Member of the House of Lords
- Lord Temporal
- Life peerage 7 December 1964 – 1 September 2000

Personal details
- Born: Barbara Muriel Mathews 14 January 1908
- Died: 1 September 2000 (aged 92)
- Party: Conservative
- Spouse: Henry Brooke ​ ​(m. 1933; died 1984)​
- Children: 4
- Education: Queen Anne's School

= Barbara Brooke, Baroness Brooke of Ystradfellte =

British politician (1908-2000)

Barbara Muriel Brooke, Baroness Brooke of Ystradfellte, Baroness Brooke of Cumnor (née Mathews; 14 January 1908 - 1 September 2000) was a British Conservative Party politician.

==Personal life==
Baroness Brooke was the youngest of five children of a Welsh minister, Rev. Alfred Augustus Mathews, and his wife, Ethel Frances.
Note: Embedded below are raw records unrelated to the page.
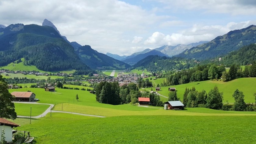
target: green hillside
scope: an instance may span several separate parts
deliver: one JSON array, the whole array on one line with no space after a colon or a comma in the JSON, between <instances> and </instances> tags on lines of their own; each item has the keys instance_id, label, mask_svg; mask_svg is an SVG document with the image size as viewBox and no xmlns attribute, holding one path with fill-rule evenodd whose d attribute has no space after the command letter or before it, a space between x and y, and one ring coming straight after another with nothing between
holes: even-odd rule
<instances>
[{"instance_id":1,"label":"green hillside","mask_svg":"<svg viewBox=\"0 0 256 144\"><path fill-rule=\"evenodd\" d=\"M60 72L65 73L72 73L75 72L74 70L70 69L69 70L56 71L53 71L50 72L46 72L42 70L40 70L36 67L34 65L24 65L23 62L24 61L24 58L23 58L21 59L21 62L17 63L17 61L14 61L14 62L11 62L5 66L0 66L0 69L8 69L9 71L35 71L36 72L48 72L49 73L56 73ZM17 77L17 76L16 76Z\"/></svg>"},{"instance_id":2,"label":"green hillside","mask_svg":"<svg viewBox=\"0 0 256 144\"><path fill-rule=\"evenodd\" d=\"M21 125L18 130L30 132L38 143L208 143L209 141L252 143L255 141L255 112L201 108L167 111L163 107L154 108L129 104L113 105L97 102L95 95L87 91L57 88L56 92L50 92L43 89L27 89L36 94L40 100L38 102L56 104L53 110L107 117L52 112L51 117L48 113L41 118L32 118L31 124L29 119L17 118L14 121ZM75 99L76 93L78 101ZM16 104L16 109L19 114L26 115L27 111L22 110L30 105ZM34 107L32 111L44 108ZM171 128L166 128L169 127ZM233 131L241 133L234 133Z\"/></svg>"},{"instance_id":3,"label":"green hillside","mask_svg":"<svg viewBox=\"0 0 256 144\"><path fill-rule=\"evenodd\" d=\"M178 97L182 100L186 87L191 89L194 86L197 90L201 91L204 90L208 93L214 86L217 86L220 92L223 93L223 102L228 100L229 103L233 103L234 100L232 95L236 90L238 89L239 91L244 92L244 101L246 103L254 103L255 99L253 94L256 93L256 85L254 84L255 82L256 78L241 78L225 82L211 80L196 82L176 86L161 87L161 90L158 92L158 93L168 97L169 93L168 88L175 87L177 90ZM146 89L150 90L151 88Z\"/></svg>"}]
</instances>

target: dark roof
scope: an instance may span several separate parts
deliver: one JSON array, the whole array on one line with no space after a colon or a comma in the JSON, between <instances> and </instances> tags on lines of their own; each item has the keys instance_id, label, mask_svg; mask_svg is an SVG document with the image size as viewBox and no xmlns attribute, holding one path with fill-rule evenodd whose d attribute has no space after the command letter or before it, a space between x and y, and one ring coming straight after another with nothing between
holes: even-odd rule
<instances>
[{"instance_id":1,"label":"dark roof","mask_svg":"<svg viewBox=\"0 0 256 144\"><path fill-rule=\"evenodd\" d=\"M11 121L0 118L0 125L9 125L12 127L17 127L20 126L20 125L14 123Z\"/></svg>"},{"instance_id":2,"label":"dark roof","mask_svg":"<svg viewBox=\"0 0 256 144\"><path fill-rule=\"evenodd\" d=\"M32 92L14 92L11 93L11 94L15 96L15 97L25 97L29 98L32 94ZM36 95L35 94L35 95Z\"/></svg>"},{"instance_id":3,"label":"dark roof","mask_svg":"<svg viewBox=\"0 0 256 144\"><path fill-rule=\"evenodd\" d=\"M184 106L184 105L182 103L180 100L177 100L176 101L168 101L165 103L165 104L169 104L172 107L176 107L177 106Z\"/></svg>"},{"instance_id":4,"label":"dark roof","mask_svg":"<svg viewBox=\"0 0 256 144\"><path fill-rule=\"evenodd\" d=\"M149 97L139 97L139 101L150 101Z\"/></svg>"},{"instance_id":5,"label":"dark roof","mask_svg":"<svg viewBox=\"0 0 256 144\"><path fill-rule=\"evenodd\" d=\"M49 86L49 87L46 87L44 88L46 89L46 88L48 88L48 89L49 89L49 90L52 90L52 89L55 89L55 87L54 87L54 86Z\"/></svg>"}]
</instances>

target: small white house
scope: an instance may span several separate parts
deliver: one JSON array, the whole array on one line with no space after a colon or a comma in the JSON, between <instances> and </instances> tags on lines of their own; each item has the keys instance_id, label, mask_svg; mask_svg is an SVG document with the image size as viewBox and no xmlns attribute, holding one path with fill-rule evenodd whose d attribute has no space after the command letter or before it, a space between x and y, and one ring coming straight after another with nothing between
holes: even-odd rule
<instances>
[{"instance_id":1,"label":"small white house","mask_svg":"<svg viewBox=\"0 0 256 144\"><path fill-rule=\"evenodd\" d=\"M12 142L12 128L20 126L4 118L0 118L0 140L2 140L3 130L4 129L5 140L7 143Z\"/></svg>"}]
</instances>

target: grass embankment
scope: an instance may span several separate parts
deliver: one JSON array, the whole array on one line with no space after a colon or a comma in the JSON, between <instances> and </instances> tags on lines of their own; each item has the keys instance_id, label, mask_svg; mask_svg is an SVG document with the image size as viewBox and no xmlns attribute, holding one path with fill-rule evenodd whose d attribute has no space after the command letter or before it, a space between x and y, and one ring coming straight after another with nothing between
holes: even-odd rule
<instances>
[{"instance_id":1,"label":"grass embankment","mask_svg":"<svg viewBox=\"0 0 256 144\"><path fill-rule=\"evenodd\" d=\"M22 123L18 129L30 131L39 144L253 143L255 118L163 115L99 118L55 113L52 117L48 114L32 120L31 125L28 119L18 118L15 122Z\"/></svg>"},{"instance_id":2,"label":"grass embankment","mask_svg":"<svg viewBox=\"0 0 256 144\"><path fill-rule=\"evenodd\" d=\"M208 93L215 86L217 86L220 92L223 92L223 101L228 100L229 103L234 102L232 95L236 89L242 91L244 95L244 101L246 103L254 103L255 97L253 94L256 93L256 78L241 78L227 82L222 81L212 81L208 80L201 82L196 82L176 86L161 87L161 90L158 93L164 96L168 97L169 92L168 88L175 87L177 90L178 97L182 100L186 87L191 89L194 86L196 89L199 91L204 90ZM147 88L148 90L151 88ZM155 89L153 89L154 91Z\"/></svg>"},{"instance_id":3,"label":"grass embankment","mask_svg":"<svg viewBox=\"0 0 256 144\"><path fill-rule=\"evenodd\" d=\"M7 65L4 66L0 67L0 69L3 68L5 69L8 69L10 71L33 71L39 72L48 72L50 73L56 73L59 72L60 72L65 73L73 73L75 71L73 69L68 69L65 71L53 71L52 72L46 72L41 70L40 70L36 67L36 66L32 65L24 65L23 61L24 61L24 58L21 58L22 62L18 64L16 63L16 61L15 62L10 63ZM17 77L17 76L16 76Z\"/></svg>"},{"instance_id":4,"label":"grass embankment","mask_svg":"<svg viewBox=\"0 0 256 144\"><path fill-rule=\"evenodd\" d=\"M5 76L5 75L8 74L9 76ZM34 75L25 75L22 73L2 73L1 74L3 76L3 77L5 78L12 78L13 79L14 77L18 77L19 78L22 78L27 77L27 79L47 79L49 77L51 77L51 79L55 79L57 78L60 79L63 78L63 76L36 76Z\"/></svg>"},{"instance_id":5,"label":"grass embankment","mask_svg":"<svg viewBox=\"0 0 256 144\"><path fill-rule=\"evenodd\" d=\"M41 114L48 108L48 104L36 104L15 103L15 112L18 115L30 116L30 108L31 107L31 116L37 116Z\"/></svg>"}]
</instances>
She was educated at Queen Anne's School in Caversham, Berkshire and the Gloucester Training College of Domestic Science.

On 22 April 1933, she married fellow Conservative, Henry Brooke; the couple had four children:
- Peter Leonard Brooke (1934–2023), later The Lord Brooke of Sutton Mandeville, a Conservative politician.
- Sir Henry Brooke (1936–2018), a judge and Lord Justice of Appeal.
- Honor Leslie Brooke (born 1941), married Thomas Nigel Miller.
- Margaret Hilary Diana Brooke (born 1944), married James Pulfer.

==Career==
After having started a family, Brooke entered politics in 1948, when she became a member of Hampstead Council, a seat she held until 1965; she also was a Joint Vice-chairman of the Conservative Party from 1954 to 1964. She had also been active in a number of health organisations in her lifetime, including being a member of the North West Metropolitan Regional Hospital Board from 1954 to 1966, chair of The Queen's Institute of District Nursing from 1961 to 1971 and the North London Hospital Management Committee from 1963 to 1966.

==Honours==
In the 1960 New Year Honours, Brooke was appointed to the Order of the British Empire as a Dame Commander (DBE), for "political and public services". In 1964, she was raised to the peerage as Baroness Brooke of Ystradfellte, of Ystradfellte in the County of Brecknock and two years later her husband was created Baron Brooke of Cumnor.